The Reformation had not produced a nation of one mind as to religious observance, though people of that age, lacking the wider vision of our own, still believed that uniformity was possible. There were four main divisions: the Arminians or Anglicans, the Puritans, the Presbyterians, and the Roman Catholics. The first two in some way corresponded to the High and Low Church of to-day, for both were within the pale of the Church of England. Like the Roman Catholics, the Arminians believed in the authority and traditions of the Church. For them the Reformation did not introduce any new form of worship, but simply swept away abuses that had gathered round the old. They retained most of the beautiful liturgy and the symbols of the faith, though they staunchly denied the supremacy of the Pope.
The Puritans, on the other hand, though for the most part they still remained within the Church of England, thought that the Reformation had not gone far enough. The old traditions were hateful to them. They desired a purer form of worship founded solely on the Bible. The Book should be diligently studied, not only in order to "justify the ways of God to man," but in order that the creature might understand the will of the Creator. The cross in baptism, the ring in marriage, the cap and surplice and official robes, the very Prayer Book itself, were but superstitions. They wanted the pure Word of God. Unfortunately for such guidance through the mazes of this troublesome world, the Bible is capable of many interpretations in accordance with the point of view of the reader, and the Puritans themselves were to split into many different sects. But, for good and ill, they were fated to play an enormous part in shaping the destinies not only of England but of that "new world called America." Fanatics there were among them, without doubt, but the majority were. people of sincere conviction, to whom life was a serious business, not alone here and now, but as the preparation for a world to come.
The Presbyterians desired an entirely remodeled Church with another form of government. Bishops and priests were abhorrent to them, and presbyters and elders were to take their place. The discipline was strict, and offending members could be called before a Presbytery for any offence in life or doctrine, to listen meekly to grave rebuke or the sentence of expulsion from the Church. The Presbytery, too, claimed the power of declaring the mind of God "in all questions of religion."
The Roman Catholics were the adherents of the faith that had grown up from earliest times through the Middle Ages, which they held unchanged and unchangeable. Their supreme earthly head was the Pope, who was infallible in his judgments. They revered and worshipped the Virgin as they did her Son, and they held that the bread and wine used in the service of the Mass were in some mystical way changed into the body and blood of Christ.
All parties looked to James I to do something for them. The hopes of the Presbyterians ran high, for he had been bred among them. This, however, was little recommendation to him, for he had grown heartily tired of their long dissertations and admonitions.
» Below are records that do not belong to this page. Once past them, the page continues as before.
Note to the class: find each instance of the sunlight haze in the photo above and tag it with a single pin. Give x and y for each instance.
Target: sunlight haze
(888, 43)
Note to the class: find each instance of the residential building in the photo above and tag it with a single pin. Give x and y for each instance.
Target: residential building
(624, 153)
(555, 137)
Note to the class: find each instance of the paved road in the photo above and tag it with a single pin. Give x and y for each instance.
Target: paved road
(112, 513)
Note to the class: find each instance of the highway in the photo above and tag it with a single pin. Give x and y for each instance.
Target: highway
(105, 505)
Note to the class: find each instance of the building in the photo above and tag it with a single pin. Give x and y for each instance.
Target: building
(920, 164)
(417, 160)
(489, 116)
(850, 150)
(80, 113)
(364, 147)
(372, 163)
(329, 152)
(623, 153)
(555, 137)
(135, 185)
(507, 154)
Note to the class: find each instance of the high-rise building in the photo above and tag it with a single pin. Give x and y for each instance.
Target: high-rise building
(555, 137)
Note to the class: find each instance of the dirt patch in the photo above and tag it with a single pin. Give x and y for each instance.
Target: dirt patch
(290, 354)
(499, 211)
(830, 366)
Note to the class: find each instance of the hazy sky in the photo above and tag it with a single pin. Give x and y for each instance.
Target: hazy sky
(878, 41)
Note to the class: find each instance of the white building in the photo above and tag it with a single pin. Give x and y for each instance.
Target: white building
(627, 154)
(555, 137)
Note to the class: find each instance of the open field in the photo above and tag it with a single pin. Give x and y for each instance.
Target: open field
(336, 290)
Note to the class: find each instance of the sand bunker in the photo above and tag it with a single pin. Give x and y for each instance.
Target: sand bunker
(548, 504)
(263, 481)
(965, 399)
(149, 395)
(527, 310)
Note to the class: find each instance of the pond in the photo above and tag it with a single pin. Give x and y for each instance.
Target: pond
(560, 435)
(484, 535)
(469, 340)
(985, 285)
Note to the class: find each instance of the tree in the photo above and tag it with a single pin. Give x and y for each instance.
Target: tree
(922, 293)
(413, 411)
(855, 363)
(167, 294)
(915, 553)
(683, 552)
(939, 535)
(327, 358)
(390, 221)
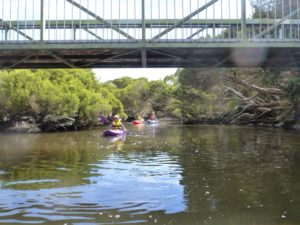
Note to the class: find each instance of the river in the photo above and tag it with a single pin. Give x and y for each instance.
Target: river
(165, 174)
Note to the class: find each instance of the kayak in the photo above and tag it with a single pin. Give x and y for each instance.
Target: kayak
(112, 132)
(152, 121)
(137, 122)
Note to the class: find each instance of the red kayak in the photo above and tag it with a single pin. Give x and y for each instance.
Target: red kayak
(137, 122)
(112, 132)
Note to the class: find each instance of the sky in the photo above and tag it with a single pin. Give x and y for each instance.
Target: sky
(150, 73)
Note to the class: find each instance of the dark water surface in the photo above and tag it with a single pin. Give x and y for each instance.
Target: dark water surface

The Roman Catholics looked to the son of Mary Stuart to allow them a larger measure of toleration; ultimately they hoped that Roman Catholicism would once more become the State religion—but the time was not yet ripe for it. James had promised them a certain amount of freedom, but no sooner had he ascended the throne than the laws against them were so rigorously enforced that the extremists formed the Gunpowder Plot. Its discovery led to far harsher laws against the Roman Catholics, and thenceforth they were obliged to receive the Mass in secret as though they were committing a crime.
The Puritans also hoped for many things from the new reign, as did the Arminian. The latter came off the better. 'No Bishop, no King,' came to be the motto of the House of Stuart. It was a case of mutual service: if the bishops preached the 'divine right,' the kings could not but support them.
The political and religious troubles were to lead to civil war, to the death of Charles I, to the Commonwealth, and to the Restoration.